The tens of thousands of Hurricane Katrina evacuees who remain displaced surely have enough to worry about, but here's one more grim thing: Women's eNews reported today that "the risk of violence against evacuee children and women is intensified by crowded, temporary housing nine months after the storm," according to Gulf Coast relief workers.
The elevated risk doesn't just apply to evacuees living in shelter conditions. There's also potential for intrafamily violence, as prevention worker Alisa Klein notes: "We have families doubling and tripling up in substandard housing, families living with extended family members they wouldn't normally choose to live with." And Lt.

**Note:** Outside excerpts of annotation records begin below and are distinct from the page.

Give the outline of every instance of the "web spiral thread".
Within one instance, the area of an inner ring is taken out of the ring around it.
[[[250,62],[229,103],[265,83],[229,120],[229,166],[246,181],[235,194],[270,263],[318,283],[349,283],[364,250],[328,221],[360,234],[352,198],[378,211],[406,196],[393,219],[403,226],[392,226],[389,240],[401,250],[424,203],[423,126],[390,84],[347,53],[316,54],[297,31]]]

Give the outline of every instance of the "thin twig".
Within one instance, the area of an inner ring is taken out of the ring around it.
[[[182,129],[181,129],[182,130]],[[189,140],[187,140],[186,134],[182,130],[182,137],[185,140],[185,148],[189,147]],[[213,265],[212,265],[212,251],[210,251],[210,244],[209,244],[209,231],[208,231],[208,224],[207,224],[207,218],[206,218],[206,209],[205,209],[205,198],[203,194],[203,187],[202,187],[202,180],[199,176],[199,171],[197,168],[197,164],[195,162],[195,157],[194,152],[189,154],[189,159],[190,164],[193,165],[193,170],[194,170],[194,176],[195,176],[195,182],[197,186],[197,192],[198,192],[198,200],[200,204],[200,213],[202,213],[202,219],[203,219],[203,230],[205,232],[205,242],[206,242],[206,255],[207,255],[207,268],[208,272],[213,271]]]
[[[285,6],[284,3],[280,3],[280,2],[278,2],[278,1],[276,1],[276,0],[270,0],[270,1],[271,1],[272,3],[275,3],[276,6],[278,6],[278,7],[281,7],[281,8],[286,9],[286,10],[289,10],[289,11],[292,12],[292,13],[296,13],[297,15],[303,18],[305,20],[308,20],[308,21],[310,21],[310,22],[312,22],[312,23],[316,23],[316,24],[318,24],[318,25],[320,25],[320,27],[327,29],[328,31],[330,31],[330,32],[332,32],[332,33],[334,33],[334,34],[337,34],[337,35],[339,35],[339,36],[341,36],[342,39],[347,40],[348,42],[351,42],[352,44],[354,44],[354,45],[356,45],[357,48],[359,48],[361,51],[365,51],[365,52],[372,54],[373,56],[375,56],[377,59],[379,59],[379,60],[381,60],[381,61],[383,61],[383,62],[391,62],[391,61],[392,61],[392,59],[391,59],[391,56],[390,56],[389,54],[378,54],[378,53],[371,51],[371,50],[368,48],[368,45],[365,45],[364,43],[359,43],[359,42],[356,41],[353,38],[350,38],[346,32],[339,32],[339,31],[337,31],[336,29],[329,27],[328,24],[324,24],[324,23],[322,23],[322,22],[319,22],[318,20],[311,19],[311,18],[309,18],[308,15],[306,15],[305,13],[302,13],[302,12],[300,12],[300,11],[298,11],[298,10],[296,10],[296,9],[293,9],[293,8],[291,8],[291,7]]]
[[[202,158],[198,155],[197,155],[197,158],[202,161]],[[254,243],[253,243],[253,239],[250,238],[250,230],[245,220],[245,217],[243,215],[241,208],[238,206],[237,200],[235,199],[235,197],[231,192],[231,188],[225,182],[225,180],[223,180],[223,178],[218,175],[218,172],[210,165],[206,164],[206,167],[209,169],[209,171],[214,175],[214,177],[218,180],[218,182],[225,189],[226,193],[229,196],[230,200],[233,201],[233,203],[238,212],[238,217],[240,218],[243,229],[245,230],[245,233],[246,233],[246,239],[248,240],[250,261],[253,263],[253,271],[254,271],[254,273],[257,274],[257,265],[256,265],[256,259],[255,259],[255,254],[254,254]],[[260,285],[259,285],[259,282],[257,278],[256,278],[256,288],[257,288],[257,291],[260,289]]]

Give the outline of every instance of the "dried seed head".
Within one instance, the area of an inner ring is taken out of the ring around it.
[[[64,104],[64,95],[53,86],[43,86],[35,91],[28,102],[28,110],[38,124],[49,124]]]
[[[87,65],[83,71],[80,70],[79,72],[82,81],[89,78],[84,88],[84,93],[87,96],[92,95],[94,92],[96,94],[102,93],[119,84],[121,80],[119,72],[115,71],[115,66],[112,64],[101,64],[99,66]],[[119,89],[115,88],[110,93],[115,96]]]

David Benelli, who commands the NOPD's sex crimes unit, says that "the number of acquaintance cases lately has increased, the number of 'stranger' cases of sexual assault has decreased."
Of course, cramped conditions and coping with tragedy don't automatically lead to violence, but as Klein points out, "When people are stressed, feel powerless, out of control, one thing we know: People do -- if they already have violent tendencies -- act out sexually."
Katrina's coverage was marked by exaggerated reports of desperate violence in New Orleans, and while it's clear that some violence occurred, journalists, public officials and the public may have been too willing to believe that the mostly poor and black evacuee population would descend into chaos. With that in mind, we should be careful not to draw conclusions that aren't based on hard evidence. But Klein's assessment of the situation seems pretty measured; when she suggests that the 70 post-Katrina sexual assaults that have been reported and verified so far may be "the tip of the iceberg," that's because only an estimated one in six such assaults usually gets reported.
Displaced families can't rebuild until new federal building regulations are finalized and funding decisions made, processes that are currently stalled. In the meantime, Klein's organization, the National Sexual Violence Resource Center, is preparing for the future by creating specific sexual-assault prevention strategies for use in disaster situations.